If you had money in IndyMac, a Pasadena, CA-based bank that collapsed over the weekend, there's good news and bad news. Bad news is: it's gone, baby, gone. Good news: Your tax dollars, in the form of $4 to $8 billion, will take care of that little problem.
IndyMac's doom had been long in coming: the stock price was tanking, lately seen below the $1 mark, and investors were yanking more than a hundred million a day from the company, which had gotten carried away with the handing out of mortgages during the housing boom. But it was the work of one man, with one stroke of his pen, that ended up finishing the company off... and costing all some pretty pennies...
IndyMac, which once employed 10,000, fell prey to a classic run on the bank, and regulators singled out Sen. Charles E. Schumer (D-N.Y.) as having helped to fuel massive withdrawals. On June 26, Schumer said in letters to the FDIC, the OTS and two other federal agencies that IndyMac might have "serious problems" with its loan holdings.
"I am concerned that IndyMac's financial deterioration poses significant risks to both taxpayers and borrowers," he wrote. The bank "could face a failure if prescriptive measures are not taken quickly."
That public warning prompted depositors to pull $1.3 billion out of accounts between June 27 and Thursday.
"This institution failed today due to a liquidity crisis," John M. Reich, director of the OTS, said at a news conference Friday afternoon. "Although this institution was already in distress, the deposit run pushed IndyMac over the edge."

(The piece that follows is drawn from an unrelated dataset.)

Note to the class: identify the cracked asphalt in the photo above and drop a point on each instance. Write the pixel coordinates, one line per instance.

Schumer said in a statement that the cause of IndyMac's failure was "poor and loose lending practices" that should have been prevented by more active regulation. Later, a Schumer spokesman said: "Mr. Reich, a political appointee, should be spending less time playing politics and more time doing his job."
Later in the statement, Schumer said: "I have no problem playing poltiics with enough money to feed every starving child in this country, or maybe about half of the fat people in Tennessee. Now just try and defeat me in an electoral contest!"